Ворон моментально бросил банку Бургеру. Матей оторопело застыл на месте. Когда Калудерски, обогнув два стула, приблизился к Бургеру, тот бросил банку обратно Ворону. Калудерски заспешил назад. Тут вновь раздался хохот. Мерени, рыжий Бургер и Ворон перебрасывали банку друг другу. Калудерски вертелся, прыгал за ней, но все напрасно. В конце концов банка выскользнула у Ворона из рук, он пытался подхватить ее на лету, но очень неловко, и, хотел он того или нет, создалось впечатление, будто он грохнул ее обеими руками о ножку столика. Банка разлетелась вдребезги.
Как раз в этот момент Калудерски подоспел к Ворону, и тот заорал на него:
— Это ты разбил!
Бургер хохотал, откинув голову назад. Он просто обессилел от смеха, и его хватило лишь на то, чтобы трахнуть Калудерски учебником по голове. Но в конце концов он заметил, что все давно уже молчат, и перестал хохотать. Мерени застыл в неподвижности, потом на мгновение нахмурился, кивком подозвал к себе Калудерски и не спеша, с расстановкой начал хлестать его по щекам.

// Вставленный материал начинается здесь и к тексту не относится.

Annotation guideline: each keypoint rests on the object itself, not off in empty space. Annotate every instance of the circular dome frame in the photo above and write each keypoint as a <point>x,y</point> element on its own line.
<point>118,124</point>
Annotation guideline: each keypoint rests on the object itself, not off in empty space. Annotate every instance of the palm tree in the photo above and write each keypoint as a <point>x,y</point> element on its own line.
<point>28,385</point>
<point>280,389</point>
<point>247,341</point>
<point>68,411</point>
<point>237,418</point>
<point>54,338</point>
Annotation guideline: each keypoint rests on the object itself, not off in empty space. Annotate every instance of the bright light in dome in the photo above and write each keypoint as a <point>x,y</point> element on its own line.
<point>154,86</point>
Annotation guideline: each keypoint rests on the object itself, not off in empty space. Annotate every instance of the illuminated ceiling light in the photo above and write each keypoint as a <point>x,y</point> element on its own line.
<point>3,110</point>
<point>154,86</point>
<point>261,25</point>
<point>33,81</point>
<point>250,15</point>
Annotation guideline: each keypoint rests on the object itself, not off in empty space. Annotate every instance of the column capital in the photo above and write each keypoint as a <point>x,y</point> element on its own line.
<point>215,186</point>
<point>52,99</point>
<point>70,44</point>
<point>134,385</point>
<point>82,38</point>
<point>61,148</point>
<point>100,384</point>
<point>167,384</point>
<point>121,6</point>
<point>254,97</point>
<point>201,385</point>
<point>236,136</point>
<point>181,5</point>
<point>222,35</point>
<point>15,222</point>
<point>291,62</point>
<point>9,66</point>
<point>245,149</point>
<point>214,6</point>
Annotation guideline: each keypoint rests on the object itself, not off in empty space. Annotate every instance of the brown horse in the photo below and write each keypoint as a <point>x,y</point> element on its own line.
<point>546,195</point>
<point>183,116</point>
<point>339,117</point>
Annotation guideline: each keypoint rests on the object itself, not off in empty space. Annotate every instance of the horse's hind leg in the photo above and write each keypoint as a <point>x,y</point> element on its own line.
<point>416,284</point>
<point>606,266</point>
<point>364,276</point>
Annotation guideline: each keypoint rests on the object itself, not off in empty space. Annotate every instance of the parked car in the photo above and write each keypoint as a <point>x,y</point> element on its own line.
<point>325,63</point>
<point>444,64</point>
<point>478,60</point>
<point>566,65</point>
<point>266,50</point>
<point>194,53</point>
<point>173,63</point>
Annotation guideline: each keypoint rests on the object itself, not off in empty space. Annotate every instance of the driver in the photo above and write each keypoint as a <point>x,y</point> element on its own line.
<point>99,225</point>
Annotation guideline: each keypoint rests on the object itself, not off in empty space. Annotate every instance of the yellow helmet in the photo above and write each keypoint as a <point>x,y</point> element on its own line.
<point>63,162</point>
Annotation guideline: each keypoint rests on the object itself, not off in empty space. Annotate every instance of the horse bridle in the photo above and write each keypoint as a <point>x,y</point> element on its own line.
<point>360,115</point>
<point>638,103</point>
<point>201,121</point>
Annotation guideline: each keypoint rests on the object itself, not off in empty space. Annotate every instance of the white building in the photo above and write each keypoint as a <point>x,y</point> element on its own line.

Нам это было знакомо. Здесь, в классе «А», нас сидело сорок два человека. И никто не шелохнулся. Не скрипнул ни один стул, не прошелестела ни одна страница. Прищурившись, с застывшим лицом Мерени созерцал свою жертву так, словно это была вещь, его собственность. Тихо, сдавленным голосом он время от времени повторял:
— Руки по швам!
Затем хлестко звучала пощечина. Иногда две подряд. Небольшая пауза, неподвижность, и снова: «Руки по швам!» Калудерски оцепенело стоял по стойке смирно. Вновь звенела пощечина; руки Калудерски инстинктивно дергались вверх.
— Руки по швам!
Руки опускались. Я не описываю всех подробностей. Холодное, ледяное лицо Мерени дрогнуло лишь раз — чуть-чуть передернуло рот и нос; что-то вроде тика. Мы обязаны были смотреть, ибо это было адресовано всем и никто не смел, уткнувшись носом в книгу, выказать отсутствие интереса. Все это было весьма неприятно, ведь как-никак Калудерски был не кто-нибудь. Только теперь он оказался в нашем кругу нам в назидание и разделил нашу участь. Назидание не прошло даром: я смутно чувствовал, что теперь нам надо на него разозлиться. Даже Матей не разговаривал с ним несколько дней, но потом они помирились.